I have supported a good number of employees over the years living or traveling in remote areas of all types. I have done enough of this that I have experience with pretty much every access technology there is: Dialup, frame relay, ISDN, SONET, ethernet, DOCSIS, every flavor of DSL including specialty long reach stuff and dry loop DSL. Cell networks everything from WAP to UWB; satellite ive done evertyhing from 2400bps Iridium, BGAN, Hughes, Viasat, Starlink.
Starlink and cell networks are the same thing from a network access and architecture perspective. They have the same issues and technical concerns around scaling wireless capacity. If cell networks qualify, Starlink qualifies, QED.
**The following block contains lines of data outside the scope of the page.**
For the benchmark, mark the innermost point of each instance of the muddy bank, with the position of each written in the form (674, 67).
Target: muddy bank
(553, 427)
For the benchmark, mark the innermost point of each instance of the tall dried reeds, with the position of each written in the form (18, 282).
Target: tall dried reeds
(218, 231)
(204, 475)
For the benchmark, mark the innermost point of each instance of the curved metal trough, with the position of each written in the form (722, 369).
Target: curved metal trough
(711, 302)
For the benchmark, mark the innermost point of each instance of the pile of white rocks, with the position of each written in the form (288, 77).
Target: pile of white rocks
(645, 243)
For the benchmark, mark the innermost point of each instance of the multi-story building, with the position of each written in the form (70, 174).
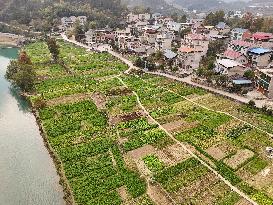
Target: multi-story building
(240, 34)
(260, 57)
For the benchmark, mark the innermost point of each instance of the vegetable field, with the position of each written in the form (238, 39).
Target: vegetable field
(113, 153)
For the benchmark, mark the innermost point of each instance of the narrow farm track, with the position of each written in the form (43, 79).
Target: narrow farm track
(233, 188)
(131, 67)
(220, 112)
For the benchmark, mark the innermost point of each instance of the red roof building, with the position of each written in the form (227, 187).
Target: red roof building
(261, 36)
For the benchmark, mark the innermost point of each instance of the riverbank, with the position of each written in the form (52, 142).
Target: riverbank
(68, 195)
(27, 174)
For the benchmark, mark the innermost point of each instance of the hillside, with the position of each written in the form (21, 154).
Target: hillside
(155, 5)
(208, 5)
(48, 12)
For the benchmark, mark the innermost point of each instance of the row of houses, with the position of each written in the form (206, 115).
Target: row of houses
(146, 34)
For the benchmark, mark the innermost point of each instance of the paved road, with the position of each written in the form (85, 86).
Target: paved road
(185, 80)
(233, 188)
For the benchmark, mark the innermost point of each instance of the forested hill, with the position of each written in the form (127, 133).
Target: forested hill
(40, 13)
(154, 5)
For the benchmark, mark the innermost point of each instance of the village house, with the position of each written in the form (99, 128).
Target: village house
(188, 59)
(240, 34)
(236, 14)
(174, 26)
(222, 28)
(240, 46)
(156, 16)
(99, 36)
(262, 37)
(198, 41)
(229, 67)
(169, 55)
(236, 56)
(260, 57)
(138, 17)
(264, 81)
(124, 32)
(163, 42)
(67, 22)
(150, 36)
(198, 28)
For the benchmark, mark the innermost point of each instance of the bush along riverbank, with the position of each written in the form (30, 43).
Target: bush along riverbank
(107, 151)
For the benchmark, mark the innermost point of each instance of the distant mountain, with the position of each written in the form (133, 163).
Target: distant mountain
(155, 5)
(103, 12)
(209, 5)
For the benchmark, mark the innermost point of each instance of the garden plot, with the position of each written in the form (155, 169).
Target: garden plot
(142, 200)
(221, 150)
(188, 193)
(68, 99)
(99, 100)
(263, 181)
(101, 160)
(177, 125)
(243, 202)
(172, 154)
(138, 154)
(159, 195)
(239, 158)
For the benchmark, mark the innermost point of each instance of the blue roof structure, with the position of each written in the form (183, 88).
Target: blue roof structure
(242, 82)
(259, 51)
(239, 30)
(169, 54)
(221, 25)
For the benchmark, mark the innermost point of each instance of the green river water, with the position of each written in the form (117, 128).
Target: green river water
(27, 173)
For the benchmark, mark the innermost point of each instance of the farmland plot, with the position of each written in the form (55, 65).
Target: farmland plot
(112, 153)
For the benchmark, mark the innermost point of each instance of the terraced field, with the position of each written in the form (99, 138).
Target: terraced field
(113, 153)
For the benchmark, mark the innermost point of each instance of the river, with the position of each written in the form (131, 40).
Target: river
(27, 173)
From my experience I can say that none of the technologies have ever been able to adequately solve the problem of affordable rural broadband. But I can say that of all of these, Starlink is the only one that has ever successfully supported a remote employee to everyone's satisfaction at work. The FCC is certainly right to be skeptical of Starlink's ability to scale, but I agree that I'm at an absolute loss to understand the justification for the double standard. If you put all the providers and technologies through the same thought experiment, not only should none of them ever get any money, the entire concept of subsidizing rural broadband won't ever work.
Either the FCC should cut Starlink back in or they should eliminate the program entirely. I could advocate equally for both approaches and quite honestly after having watched so many false starts in this space over the last 30 years, I personally favor giving the whole fucking thing the axe.